Configuring Control Plane Traffic Protection (CPTP)
About the Importance of Hardening of Network Infrastructure
The network infrastructure is often a prime target for malicious attacks because of the possibility of inflicting the most amount of damage to as many devices as possible (in the worst case scenario, to bring down the entire network and, with it, all the attached devices).
Other reasons to target the network may be to attempt to redirect (for example, through unintended flooding) and snoop traffic to learn about clear-text information and find out possible other weaknesses that can lead to further malicious actions.
Last but not least, network instability sometimes caused by mis-configurations or failures may result in an excessive amount of traffic that can put a strain on the network infrastructure and further exacerbate its stability problems.

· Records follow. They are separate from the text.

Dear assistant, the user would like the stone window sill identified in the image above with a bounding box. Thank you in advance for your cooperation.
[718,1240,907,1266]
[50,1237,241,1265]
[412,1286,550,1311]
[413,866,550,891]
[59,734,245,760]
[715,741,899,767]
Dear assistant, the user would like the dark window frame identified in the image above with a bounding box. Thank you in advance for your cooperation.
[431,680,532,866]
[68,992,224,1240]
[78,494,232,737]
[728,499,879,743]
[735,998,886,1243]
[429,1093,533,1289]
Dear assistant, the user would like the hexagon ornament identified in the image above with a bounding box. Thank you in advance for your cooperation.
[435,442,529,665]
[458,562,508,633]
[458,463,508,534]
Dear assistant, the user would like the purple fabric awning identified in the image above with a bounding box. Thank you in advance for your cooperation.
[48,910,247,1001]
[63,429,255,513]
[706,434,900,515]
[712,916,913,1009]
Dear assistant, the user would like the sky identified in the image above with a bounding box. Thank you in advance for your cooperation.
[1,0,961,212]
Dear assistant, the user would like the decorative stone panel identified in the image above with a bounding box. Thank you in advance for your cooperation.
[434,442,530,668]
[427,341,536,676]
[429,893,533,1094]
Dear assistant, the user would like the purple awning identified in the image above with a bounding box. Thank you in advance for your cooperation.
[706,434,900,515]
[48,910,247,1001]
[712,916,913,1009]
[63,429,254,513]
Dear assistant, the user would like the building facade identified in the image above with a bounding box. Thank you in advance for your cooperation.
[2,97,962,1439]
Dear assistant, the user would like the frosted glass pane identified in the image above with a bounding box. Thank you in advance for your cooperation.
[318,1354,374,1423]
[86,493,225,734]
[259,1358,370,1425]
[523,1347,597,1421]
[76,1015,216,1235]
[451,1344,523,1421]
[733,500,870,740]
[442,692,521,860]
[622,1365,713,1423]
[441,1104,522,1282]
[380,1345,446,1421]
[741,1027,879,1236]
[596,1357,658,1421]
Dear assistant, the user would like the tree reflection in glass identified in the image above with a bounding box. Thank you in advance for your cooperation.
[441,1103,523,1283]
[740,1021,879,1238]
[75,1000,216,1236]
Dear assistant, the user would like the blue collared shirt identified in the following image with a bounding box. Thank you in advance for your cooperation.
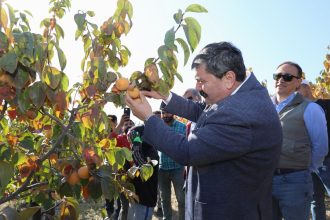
[158,119,186,170]
[273,92,328,172]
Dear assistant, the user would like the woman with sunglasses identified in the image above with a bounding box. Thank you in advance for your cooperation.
[271,61,328,220]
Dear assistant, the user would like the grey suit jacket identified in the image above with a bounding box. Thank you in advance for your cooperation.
[143,74,282,219]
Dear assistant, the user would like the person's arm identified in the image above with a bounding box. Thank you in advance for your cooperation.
[114,115,129,134]
[304,102,329,172]
[143,107,253,166]
[163,93,205,123]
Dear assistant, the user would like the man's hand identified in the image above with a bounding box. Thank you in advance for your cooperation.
[141,90,169,100]
[125,92,153,121]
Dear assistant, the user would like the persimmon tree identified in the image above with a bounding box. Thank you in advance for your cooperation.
[309,46,330,98]
[0,0,207,218]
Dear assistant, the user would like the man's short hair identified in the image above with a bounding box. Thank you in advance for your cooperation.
[191,41,246,82]
[277,61,303,78]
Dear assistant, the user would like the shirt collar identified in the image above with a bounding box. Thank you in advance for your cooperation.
[231,71,251,96]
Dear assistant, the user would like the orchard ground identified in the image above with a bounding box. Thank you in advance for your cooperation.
[79,190,330,220]
[80,185,179,220]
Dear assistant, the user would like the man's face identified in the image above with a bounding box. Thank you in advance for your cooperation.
[161,111,174,124]
[183,91,201,102]
[274,64,301,97]
[194,64,228,105]
[123,120,134,134]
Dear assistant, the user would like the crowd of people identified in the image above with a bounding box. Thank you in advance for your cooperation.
[105,41,329,220]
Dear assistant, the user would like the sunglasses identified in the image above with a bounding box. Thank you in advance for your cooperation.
[273,73,300,82]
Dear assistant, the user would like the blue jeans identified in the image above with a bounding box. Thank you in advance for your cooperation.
[311,157,330,220]
[128,203,154,220]
[272,170,313,220]
[158,168,185,220]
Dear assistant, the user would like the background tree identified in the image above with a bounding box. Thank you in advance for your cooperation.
[309,46,330,99]
[0,0,207,218]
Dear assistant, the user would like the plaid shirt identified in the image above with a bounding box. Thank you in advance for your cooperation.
[159,119,186,170]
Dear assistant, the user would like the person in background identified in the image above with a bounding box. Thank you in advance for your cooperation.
[298,80,330,220]
[271,61,328,220]
[182,88,202,188]
[157,109,186,220]
[106,114,135,220]
[151,110,163,217]
[125,41,282,219]
[126,124,159,220]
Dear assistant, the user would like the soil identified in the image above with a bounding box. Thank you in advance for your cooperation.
[79,189,330,219]
[79,185,179,220]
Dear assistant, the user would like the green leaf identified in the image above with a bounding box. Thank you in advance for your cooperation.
[55,45,67,71]
[19,135,34,151]
[42,66,62,89]
[88,178,102,200]
[75,29,83,40]
[0,51,18,73]
[72,122,85,140]
[86,11,95,17]
[114,147,126,168]
[13,67,30,89]
[121,147,132,162]
[173,9,183,24]
[175,72,183,83]
[27,82,46,109]
[17,90,31,113]
[119,49,129,66]
[176,38,190,66]
[185,4,208,13]
[158,45,171,65]
[126,1,133,19]
[182,17,201,52]
[55,24,65,39]
[5,3,16,29]
[164,27,175,50]
[140,164,153,182]
[59,73,69,91]
[0,161,14,191]
[15,32,35,60]
[99,165,116,200]
[74,13,86,30]
[58,182,75,198]
[105,150,116,166]
[40,18,50,28]
[18,206,41,220]
[0,32,9,50]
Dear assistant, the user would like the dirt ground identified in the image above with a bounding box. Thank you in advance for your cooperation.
[79,189,330,219]
[79,185,179,220]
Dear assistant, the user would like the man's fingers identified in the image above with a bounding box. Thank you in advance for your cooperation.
[141,90,154,98]
[139,92,147,103]
[125,93,134,107]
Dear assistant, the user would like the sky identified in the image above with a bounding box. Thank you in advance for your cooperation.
[5,0,330,122]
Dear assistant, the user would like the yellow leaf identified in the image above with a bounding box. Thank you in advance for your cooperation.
[5,27,14,44]
[99,138,110,148]
[81,115,92,129]
[0,8,8,28]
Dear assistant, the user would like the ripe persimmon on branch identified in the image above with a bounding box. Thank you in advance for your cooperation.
[0,0,206,218]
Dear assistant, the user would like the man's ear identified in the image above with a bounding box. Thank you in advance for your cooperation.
[224,71,236,89]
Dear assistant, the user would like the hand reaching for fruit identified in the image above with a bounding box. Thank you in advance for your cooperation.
[125,92,153,122]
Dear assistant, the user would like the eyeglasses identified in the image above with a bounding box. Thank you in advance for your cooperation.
[273,73,300,82]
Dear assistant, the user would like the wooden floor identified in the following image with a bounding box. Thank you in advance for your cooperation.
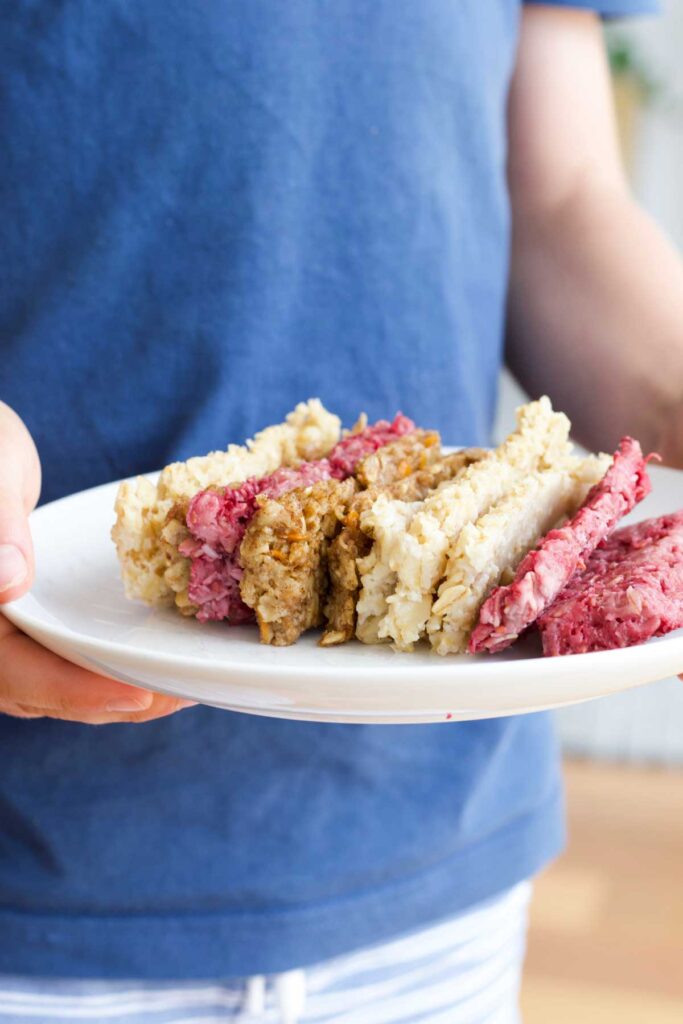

Therefore, first and foremost, it is of foundational importance to apply robust control to the traffic that reaches the network devices and to implement appropriate protections against any potentially disruptive traffic.
In particular, this section focuses specifically on the hardware-based protection of the network control plane. Other complementary mechanisms, such as hardware-based security and QoS policies described in detail in other topics can be applied to the data plane too for comprehensive network hardening.
About Control Plane Traffic Protection
In any network device there exists a management entity (typically a CPU) that is in charge of communication exchanges with other networking devices as well as of interactions with a portion of the traffic coming from the rest of the network (the so-called data plane). In general, all the traffic that is natively directed or purposefully redirected to such management processor is commonly referred to as control plane traffic.
When the amount of any class or classes of traffic belonging to the control plane becomes abnormal--e.g., due to a Denial of Service (DoS) attack attempt--then the network device needs to take some containment action.
Hardware-based queuing and rate limiting are two common techniques employed to implement CPU protections, with different levels of granularity and control depending on the switch model’s hardware capabilities.
About Port-based Control Plane Protection
Certain switch models use an internal Ethernet port to transport a portion of the control plane traffic to the management CPU. This special type of interface is referred to as a rear-facing interface. The list of models with a rear facing interface includes the following platforms:
- Edgecore: AS7716-32X, AS7316-54XS, AS7712-32X, AS7312-54XS, AS7716-32X
- Pluribus switches: F9532-C, F9572-V, F9532C-XL-R
- Ericsson: NSU, NRU01, NRU02, NRU03
For this case 8 queues are available for control plane traffic segregation and rate-limiting, which Netvisor ONE leverages to protect the CPU from anomalous traffic.
By default, mission-critical control plane traffic is split across 7 weighted queues based on common network management requirements.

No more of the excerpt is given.